Filipina author Clarissa Trinidad Gonzalez was at work when the email arrived from her publicist at Dundurn Press: her debut novel “Celestina’s House” had been named to the 2026 CBC Reads Longlist.
“It was a pleasant surprise,” Gonzalez told Mabuhay Canada, still sounding stunned as she recalled the moment.
She’s quick to clarify the mechanics: her book is one of 15 that made it to the longlist, with the shortlist still to come later.
But even this first stage feels enormous: an early-year jolt of validation that her story has travelled far beyond the readers who first found it in Filipino-Canadian circles.

Gonzalez knows exactly what CBC Reads can mean.
She’s looked back at past contenders and winners—names like Michael Ondaatje—and feels the weight of being included in the same national conversation.
“To be even in the shadow… is quite the honour,” she said.
The longlist alone, she notes, is a “stamp of approval,” a form of free publicity that can introduce a book to Canadians across the country.
She’s already seeing it happen in real time: new people “came out of the woodwork,” including attendees from a recent event in Mississauga who found her afterward and connected on Instagram.
One of her biggest hopes is what that wider attention might do for how Canada sees the Philippines.
Too often, she says, the country is flattened into a single storyline—political turmoil, poverty, or natural calamity.
Those realities exist, yes, but they aren’t the whole truth.
Gonzalez wants readers to encounter “the richness and the beauty and the romance” of Filipino culture—its texture, its tenderness, and its complexity—through fiction, not headlines.
That complexity includes what she calls the Philippines’ deeply interwoven spiritual and material worlds.
In “Celestina’s House”, faith, superstition, and the unseen aren’t “genre elements” so much as everyday reality—saints and signs, prayers and answers, the sense of grace moving through ordinary life.

Canada, she observes, can be more secular and pragmatic.
Her hope isn’t to preach, but to invite: she wants readers to leave the book more open to “the mystery,” to the idea that life may hold more than what can be measured.
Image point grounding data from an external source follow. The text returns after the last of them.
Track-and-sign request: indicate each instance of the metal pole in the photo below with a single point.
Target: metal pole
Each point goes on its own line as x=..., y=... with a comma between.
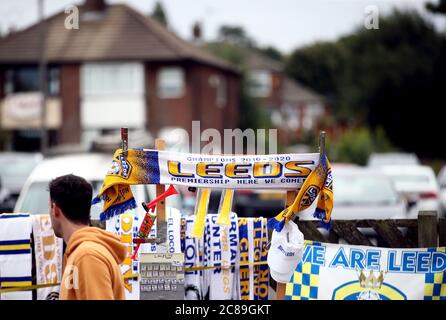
x=322, y=142
x=43, y=78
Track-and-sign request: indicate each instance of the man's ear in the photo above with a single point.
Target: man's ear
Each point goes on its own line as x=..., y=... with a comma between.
x=57, y=211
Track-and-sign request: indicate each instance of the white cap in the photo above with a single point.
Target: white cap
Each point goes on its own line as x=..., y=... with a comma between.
x=286, y=252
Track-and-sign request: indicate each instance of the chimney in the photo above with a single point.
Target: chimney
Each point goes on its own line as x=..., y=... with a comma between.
x=95, y=5
x=196, y=33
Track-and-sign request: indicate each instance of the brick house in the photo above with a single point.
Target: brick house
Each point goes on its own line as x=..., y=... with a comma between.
x=120, y=68
x=294, y=108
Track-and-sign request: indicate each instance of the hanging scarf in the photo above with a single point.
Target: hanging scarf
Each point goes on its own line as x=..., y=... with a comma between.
x=319, y=182
x=143, y=166
x=139, y=167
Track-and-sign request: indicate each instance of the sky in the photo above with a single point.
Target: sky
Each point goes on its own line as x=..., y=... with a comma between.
x=284, y=24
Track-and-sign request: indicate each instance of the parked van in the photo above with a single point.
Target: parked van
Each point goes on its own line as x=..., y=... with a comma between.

As for what comes next, Gonzalez is grounded—almost deliberately cautious.
She describes herself as a pessimist who keeps expectations in check: if nothing happens, she’s fine; if something wonderful happens, she’ll be overjoyed.
“You’re not writing for an award, you’re writing because there’s a story inside you that wants to be written.”
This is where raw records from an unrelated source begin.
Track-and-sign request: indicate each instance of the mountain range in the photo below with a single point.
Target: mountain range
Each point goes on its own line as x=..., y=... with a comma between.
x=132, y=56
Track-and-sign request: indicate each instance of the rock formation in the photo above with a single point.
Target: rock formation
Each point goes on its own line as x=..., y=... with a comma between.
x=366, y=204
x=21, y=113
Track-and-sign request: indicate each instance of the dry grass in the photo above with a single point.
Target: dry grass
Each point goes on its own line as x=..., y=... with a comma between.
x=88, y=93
The shortlist is expected to be announced January 22, when five public figures will each choose a book to champion.
Until then, she’s focused on the work.
There are also whispers of a screen adaptation.
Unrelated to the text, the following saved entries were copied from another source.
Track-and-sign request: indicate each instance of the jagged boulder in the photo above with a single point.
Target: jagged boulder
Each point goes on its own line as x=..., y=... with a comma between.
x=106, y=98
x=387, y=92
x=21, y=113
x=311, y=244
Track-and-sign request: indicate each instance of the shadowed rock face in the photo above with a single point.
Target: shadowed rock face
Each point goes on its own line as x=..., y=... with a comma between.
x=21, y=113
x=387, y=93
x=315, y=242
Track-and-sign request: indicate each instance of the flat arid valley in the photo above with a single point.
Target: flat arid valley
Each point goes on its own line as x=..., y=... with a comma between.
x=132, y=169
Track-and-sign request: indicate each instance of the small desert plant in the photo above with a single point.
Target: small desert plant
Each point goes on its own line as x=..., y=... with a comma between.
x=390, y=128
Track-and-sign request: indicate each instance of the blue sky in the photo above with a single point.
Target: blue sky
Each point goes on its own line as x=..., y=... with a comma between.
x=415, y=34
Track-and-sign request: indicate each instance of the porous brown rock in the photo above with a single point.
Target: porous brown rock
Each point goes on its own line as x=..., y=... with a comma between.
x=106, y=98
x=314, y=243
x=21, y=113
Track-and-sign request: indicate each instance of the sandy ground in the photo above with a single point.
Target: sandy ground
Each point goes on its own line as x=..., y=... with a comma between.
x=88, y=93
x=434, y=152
Gonzalez has met with “movie people,” and a couple of companies have expressed interest—one a Canadian-Asian company, another connection via a friend back home who’s moved into producing.
Nothing is signed, but she has imagined casting.
For the contrabida, she dreams of Spain’s Javier Bardem.
For the character Josemaria, she likes Filipino actor TJ Trinidad, who she says can play romantic, dark, and everything in between.
For Celestina, she’s searching for someone earthy and magnetic—more character-driven charisma than beauty-queen polish.
Meanwhile, Gonzalez is writing again: a short story with the bones of a novel, a dystopian gothic tale in a fantasy-leaning world.
She has sequel and prequel ideas for “Celestina’s House”, too—but for now, she’s letting that world rest.
Still, the longlist moment lingers: a reminder that a story rooted in Filipino ways of seeing can resonate widely.
“If it connects with someone,” she said, “that’s already a gift.”